When I worked at a bank, I’d sometimes quip with my coworkers that I would rather borrow money from the mob than from a bank. Why? At least with the mob you’ll know what you are getting into.
For five out of the ten years with the bank, I collected from or sued “bad customers” who paid late on their loans (or not at all). But, many of those customers weren’t deadbeats; they were simply caught up in the many traps and pitfalls of borrowing money. So here are three things you should fully understand before you use that credit card or sign for that loan.
1 – Simple Interest: Sounds nice doesn’t it? All you need to do is figure out your current principle balance (or average daily balance if it’s a credit card or line of credit), multiply that by your current interest rate in decimal form, divide that number by 365 (or 360, depending on what calculation your lender uses) to figure out your per diem (the interest you pay daily on your balance), and then multiply that figure by the number of days since your last payment was posted to your loan. This will give you the amount of interest deducted from your next payment (assuming that you make that next payment on the exact day you’ve made your calculations)… Simple right?
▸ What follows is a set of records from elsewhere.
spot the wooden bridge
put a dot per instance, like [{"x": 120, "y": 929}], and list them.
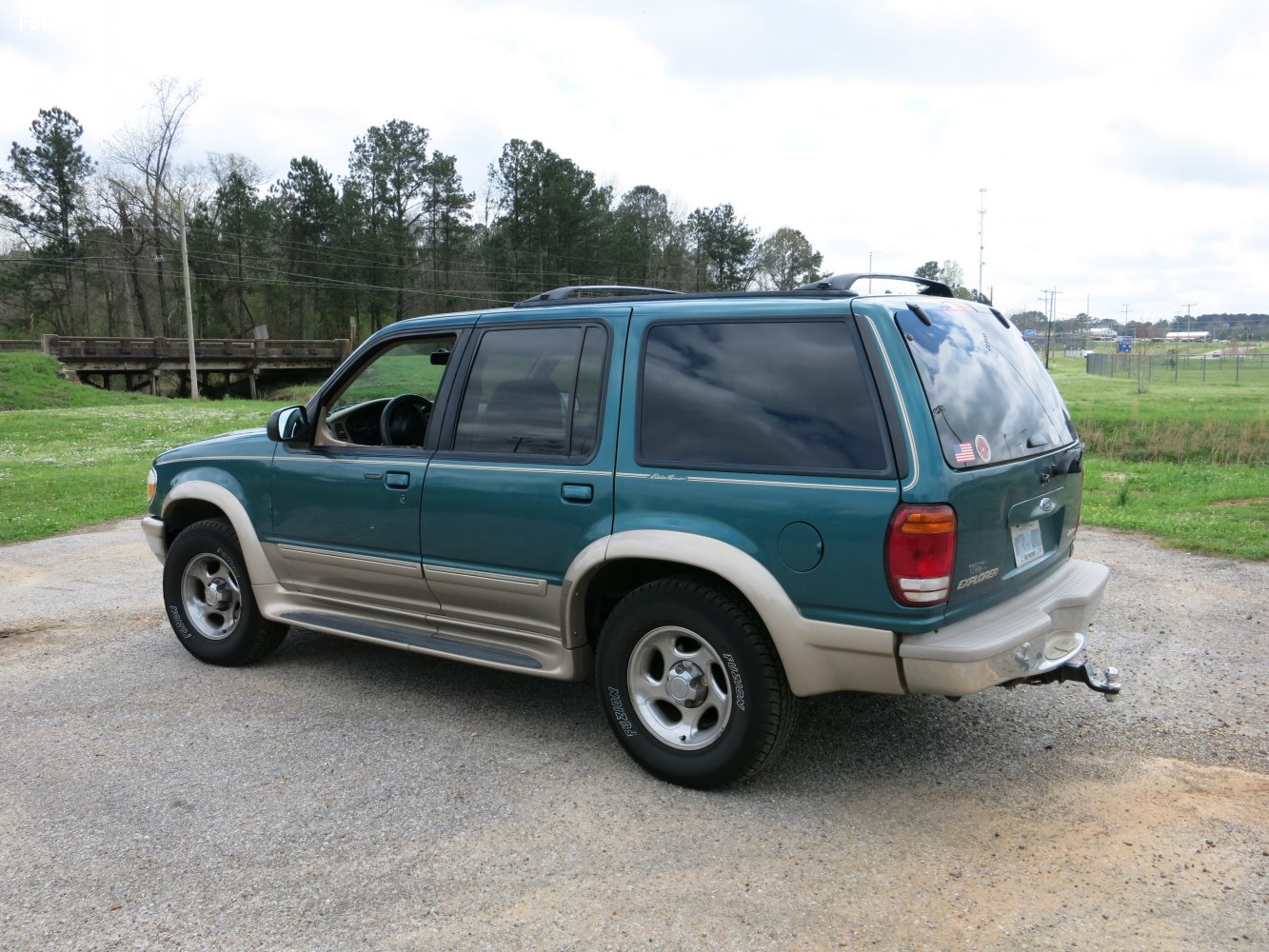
[{"x": 142, "y": 360}]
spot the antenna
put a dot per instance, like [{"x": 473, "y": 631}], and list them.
[{"x": 982, "y": 211}]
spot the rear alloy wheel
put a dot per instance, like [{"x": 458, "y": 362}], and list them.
[
  {"x": 209, "y": 601},
  {"x": 692, "y": 684}
]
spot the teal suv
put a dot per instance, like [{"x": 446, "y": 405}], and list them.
[{"x": 711, "y": 505}]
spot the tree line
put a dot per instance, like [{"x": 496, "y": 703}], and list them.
[{"x": 91, "y": 246}]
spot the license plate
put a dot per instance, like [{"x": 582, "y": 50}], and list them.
[{"x": 1028, "y": 545}]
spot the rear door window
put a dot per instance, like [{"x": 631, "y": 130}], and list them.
[
  {"x": 990, "y": 395},
  {"x": 534, "y": 391}
]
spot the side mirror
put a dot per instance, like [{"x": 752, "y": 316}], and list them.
[{"x": 288, "y": 425}]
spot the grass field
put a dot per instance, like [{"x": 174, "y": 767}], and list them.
[{"x": 1185, "y": 463}]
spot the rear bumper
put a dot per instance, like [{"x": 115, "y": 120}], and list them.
[{"x": 1040, "y": 630}]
Well, yes and no. It’s simple for computers to calculate and keep track of; it’s also simple for people to forget. The bottom line is this: In a simple interest loan, you pay interest every day that you have a balance. So, if you make payments a few days late here and there, not only are you likely to have late fees charged to your account, you are giving the bank free money.
2 – “Hidden” Fees and Interest: Many lenders don’t include outstanding late fees on your billing statements. They’re still there, but you’ll need to call your lender to ask how much they are. One time a customer called me to get his car loan’s payoff. The regular payment was about $340. The final amount he needed to pay off his loan was over $800. Why? Accumulated late fees.
And did you know that in most loan contracts (that booklet or piece of paper awash with tiny print and mind numbing jargon) lenders reserve the right to increase your interest rate if you pay late on a separate loan? Yep. Basically, this means that paying late on one credit card can raise the interest rate on all your others.
3 – Deferrals, Extensions and Skip Payments: With installment loans, some lenders will invite you to skip one of your payments. Others will offer you that option if you’ve come on hard times and can’t pay your monthly amount due. This can be a nice option to have.
Maybe it’s Christmas time and you want to spend a little extra on the kids, or spouse, or even yourself. But, just because you’ve skipped or deferred that payment it doesn’t go away. Your lender has simply added that payment on to the end of your loan: if you originally had a 24 month loan, you now have a 25 month loan. Remember that the longer you have a balance the more money you are paying the bank.
These are the three most misunderstood concepts I came across while I worked at the bank. They can get you into a lot of trouble. But, if you understand them, you’ll at least have a better idea of what you are getting into when you borrow money – and that might save you some in the end.